## COMP 4437 WEEK 8 Assignment

The task in this assignment is hand-written digit recognition, i.e., a classifier must predict the value of the digit given its image. You are provided the codes to load the dataset with on-the-fly pre-processing transformation, evaluate the performance, and plot the learning curves. The batch size is fixed to 64 with the DataLoader objects. You will build an MLP model and a CNN model. You are free in your network design, choice of loss function, and optimizer selection. Your implementation must be by PyTorch.
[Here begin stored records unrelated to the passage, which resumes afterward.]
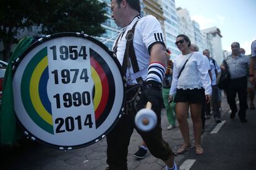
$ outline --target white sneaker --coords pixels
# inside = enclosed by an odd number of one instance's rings
[[[170,125],[169,125],[169,126],[167,127],[167,129],[168,129],[168,130],[171,130],[171,129],[174,129],[175,127],[176,127],[176,126],[175,126],[175,125],[173,125],[173,124],[170,124]]]

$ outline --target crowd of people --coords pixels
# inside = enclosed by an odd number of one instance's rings
[[[205,120],[210,118],[212,111],[216,123],[221,122],[221,91],[217,82],[217,77],[221,71],[226,70],[229,75],[229,83],[224,93],[231,110],[230,118],[233,119],[238,111],[241,122],[247,122],[247,83],[250,84],[248,88],[250,89],[250,108],[255,108],[252,89],[256,83],[256,41],[252,44],[250,70],[250,58],[244,55],[239,43],[232,43],[232,54],[219,66],[211,57],[209,49],[199,52],[198,46],[191,44],[189,38],[185,34],[179,34],[176,38],[175,44],[181,54],[172,61],[169,59],[170,51],[166,50],[159,22],[152,15],[143,17],[140,14],[139,0],[131,2],[111,1],[112,18],[119,26],[123,28],[123,31],[115,41],[113,51],[122,65],[127,79],[127,89],[135,89],[133,93],[129,91],[126,99],[130,100],[129,99],[137,95],[138,91],[142,91],[139,93],[141,95],[138,101],[126,105],[127,114],[107,136],[109,167],[106,169],[127,169],[127,148],[134,128],[142,138],[142,144],[134,153],[135,157],[143,158],[150,152],[165,163],[166,169],[177,169],[176,153],[163,140],[161,134],[162,106],[166,108],[169,124],[167,129],[176,128],[177,119],[184,139],[177,154],[183,153],[191,147],[187,121],[189,113],[193,122],[195,153],[203,154],[200,139]],[[127,38],[130,33],[132,33],[131,40]],[[132,47],[130,48],[130,46]],[[227,63],[228,68],[224,63]],[[136,89],[138,84],[143,88]],[[239,110],[236,95],[239,101]],[[135,126],[134,119],[137,111],[148,101],[152,103],[158,123],[151,131],[143,132]]]

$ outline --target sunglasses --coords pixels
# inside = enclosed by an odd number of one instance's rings
[[[175,44],[176,44],[176,46],[177,46],[177,45],[179,44],[179,43],[181,43],[181,44],[182,44],[184,42],[185,42],[185,39],[181,39],[181,40],[180,40],[180,41],[176,41],[176,42],[175,42]]]

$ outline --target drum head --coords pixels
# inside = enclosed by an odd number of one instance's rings
[[[121,65],[102,43],[83,34],[39,39],[15,64],[14,109],[29,137],[71,149],[101,140],[124,102]]]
1. Design a simple MLP by implementing the class SimpleMLP. Then write the training and validation code. You MUST have at least 95% accuracy on the validation set.
2. Design a simple CNN by implementing the class SimpleCNN. Then write the training and validation code. You MUST have at least 96% accuracy on the validation set (a simple CNN is expected to work better than a simple MLP in this task).

Suggestion: Standard convolution blocks would be fine, i.e., convolution -> Max. Pooling -> ReLU. You can repeat this block and at the final stage, you can put just a single linear layer or, if you want, an MLP, on top of the convolutional layers.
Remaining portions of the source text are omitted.